Kate tried to pick the gray-blue weapon up by its brown-hatched handle. She lifted delicately at first, and failed to move it. She tried it again with a greater firmness of grip. It was terribly heavy in the hand. She walked up and down the study, training with it, so that it would come to feel a more accustomed weight. As she had been taught to do by the cinema, she opened the weapon and inspected the chambers. Four of them were full. Surely, she thought, this could not mean that Uncle Frank has used two?
Though very dusty, a fact which strangely consoled Kate, the weapon seemed well oiled. It had the efficient look of something that would work.
Uncle Frank’s revolver fits precisely into her office handbag, though it makes the sides bulge and may stain the satin lining.
There is nowhere in a city that one can test-fire a revolver without drawing attention. But she has emptied the chambers and fired the mechanism. Six authoritative, businesslike cracks. The mechanics of it sound and feel very heavy, suitably potent. She has been satisfied and she is confident therefore at this hour.
An evening hour.
She sits in a cappuccino bar opposite Paul’s ocher-walled villa. She intends to wait in the street if the coffee bar closes. It does not prove necessary. A little after seven Paul comes home to the mother of his potential third child. From within the Jaguar he opens the ocher garage door, and it slides up with a ceremonial obeisance.
He does not move the car on and under cover until the door has risen with robotic slowness out of sight and into its socket beneath the ceiling.
This is the point at which to greet him. Seeing her coming he would not wind down the window, or at least could not be depended on to. She would shoot him through the window. She would load all the chambers. It would be frightful for Perdita, but people lived beyond the frightful. Not as frightful as his way with children. And even if grief consumed you, it was still a lifetime’s work to attend to all that must be attended to.

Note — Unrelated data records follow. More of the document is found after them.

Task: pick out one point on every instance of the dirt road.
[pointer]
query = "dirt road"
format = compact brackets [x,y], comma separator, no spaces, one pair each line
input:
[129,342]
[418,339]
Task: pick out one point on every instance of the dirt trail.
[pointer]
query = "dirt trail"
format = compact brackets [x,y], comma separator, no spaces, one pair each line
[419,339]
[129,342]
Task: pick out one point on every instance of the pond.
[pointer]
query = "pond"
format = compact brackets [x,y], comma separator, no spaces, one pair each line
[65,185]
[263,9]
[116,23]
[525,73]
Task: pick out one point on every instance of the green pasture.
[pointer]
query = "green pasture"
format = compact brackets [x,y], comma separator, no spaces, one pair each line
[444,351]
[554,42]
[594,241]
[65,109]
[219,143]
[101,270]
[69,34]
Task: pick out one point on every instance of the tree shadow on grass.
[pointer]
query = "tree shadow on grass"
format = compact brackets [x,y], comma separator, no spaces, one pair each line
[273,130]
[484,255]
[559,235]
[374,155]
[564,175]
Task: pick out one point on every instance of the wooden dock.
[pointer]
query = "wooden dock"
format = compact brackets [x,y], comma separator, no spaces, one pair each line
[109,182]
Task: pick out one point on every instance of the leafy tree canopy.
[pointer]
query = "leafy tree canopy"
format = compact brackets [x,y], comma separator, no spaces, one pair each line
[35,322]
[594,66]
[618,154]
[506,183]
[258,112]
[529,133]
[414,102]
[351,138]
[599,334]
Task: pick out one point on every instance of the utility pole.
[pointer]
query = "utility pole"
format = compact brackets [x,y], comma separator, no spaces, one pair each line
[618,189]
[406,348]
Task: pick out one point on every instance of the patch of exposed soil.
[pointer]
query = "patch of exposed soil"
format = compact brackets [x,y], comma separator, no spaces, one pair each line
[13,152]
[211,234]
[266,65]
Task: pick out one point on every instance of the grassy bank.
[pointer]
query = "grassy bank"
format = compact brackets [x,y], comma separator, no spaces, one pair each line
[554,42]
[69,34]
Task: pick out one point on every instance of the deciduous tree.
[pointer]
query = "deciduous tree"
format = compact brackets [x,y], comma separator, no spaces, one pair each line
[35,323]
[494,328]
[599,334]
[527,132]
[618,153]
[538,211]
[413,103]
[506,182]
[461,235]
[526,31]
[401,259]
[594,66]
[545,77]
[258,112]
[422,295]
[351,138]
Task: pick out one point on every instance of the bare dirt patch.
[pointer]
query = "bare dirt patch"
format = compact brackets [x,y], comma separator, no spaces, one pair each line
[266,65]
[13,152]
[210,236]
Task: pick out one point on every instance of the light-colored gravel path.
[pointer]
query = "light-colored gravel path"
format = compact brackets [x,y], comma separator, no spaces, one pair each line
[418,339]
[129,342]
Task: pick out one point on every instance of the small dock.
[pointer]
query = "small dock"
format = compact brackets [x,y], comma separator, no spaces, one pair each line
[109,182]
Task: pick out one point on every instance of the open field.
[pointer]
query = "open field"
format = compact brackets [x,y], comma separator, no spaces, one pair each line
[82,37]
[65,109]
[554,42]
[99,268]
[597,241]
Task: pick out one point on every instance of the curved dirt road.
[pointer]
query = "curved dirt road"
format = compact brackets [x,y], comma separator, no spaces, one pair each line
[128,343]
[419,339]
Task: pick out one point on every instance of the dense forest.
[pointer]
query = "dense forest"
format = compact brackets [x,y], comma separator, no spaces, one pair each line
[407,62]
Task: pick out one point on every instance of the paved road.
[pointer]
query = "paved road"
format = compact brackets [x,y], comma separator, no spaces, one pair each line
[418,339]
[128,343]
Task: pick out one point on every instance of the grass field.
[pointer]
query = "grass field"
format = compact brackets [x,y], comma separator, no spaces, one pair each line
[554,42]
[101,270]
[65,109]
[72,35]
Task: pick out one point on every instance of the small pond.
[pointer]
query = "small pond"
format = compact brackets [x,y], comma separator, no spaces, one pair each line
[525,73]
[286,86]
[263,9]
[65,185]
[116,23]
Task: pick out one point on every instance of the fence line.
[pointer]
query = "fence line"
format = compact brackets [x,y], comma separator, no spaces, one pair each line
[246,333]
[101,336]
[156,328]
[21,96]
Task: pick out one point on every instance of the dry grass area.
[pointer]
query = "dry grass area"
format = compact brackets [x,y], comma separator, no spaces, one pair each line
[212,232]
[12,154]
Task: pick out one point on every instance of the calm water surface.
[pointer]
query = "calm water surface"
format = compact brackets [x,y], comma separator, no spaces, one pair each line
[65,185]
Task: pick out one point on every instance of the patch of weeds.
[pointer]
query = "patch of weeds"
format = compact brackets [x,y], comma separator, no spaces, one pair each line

Her excuse to Murray, to cover this vigil as earlier ones she has maintained into the meat of the evening, is that she has been to a screening. Murray never displays narrative curiosity: What was it about? He only wants to know was it good or bad? A cricketer’s question. In or out? Won or drawn?
She was sleeping very soundly now, with confused dreams but without medication.
The evening she intended to finish Paul, he was late home. They closed down the coffee shop around her and she was reduced to sauntering up and down the block. She studied the pictures in the window of the real estate agent and had it confirmed to herself that Sydney was an expensive city. She read news posters. Her devices were those one uses when waiting on the other party to an assignation. Sheltering in the shadow of spotted gums, she smelt the tang of dog’s piss from around the base of the trunks. She waited like a lover for the unutterable second, the instant of encounter which would never but inevitably come.
From shadows she sees the Jaguar come home toward its ocher walls. It halts at the curb, its burgundy hindquarters still stuck out in the stream of traffic which would never dare strike anything so impeccable.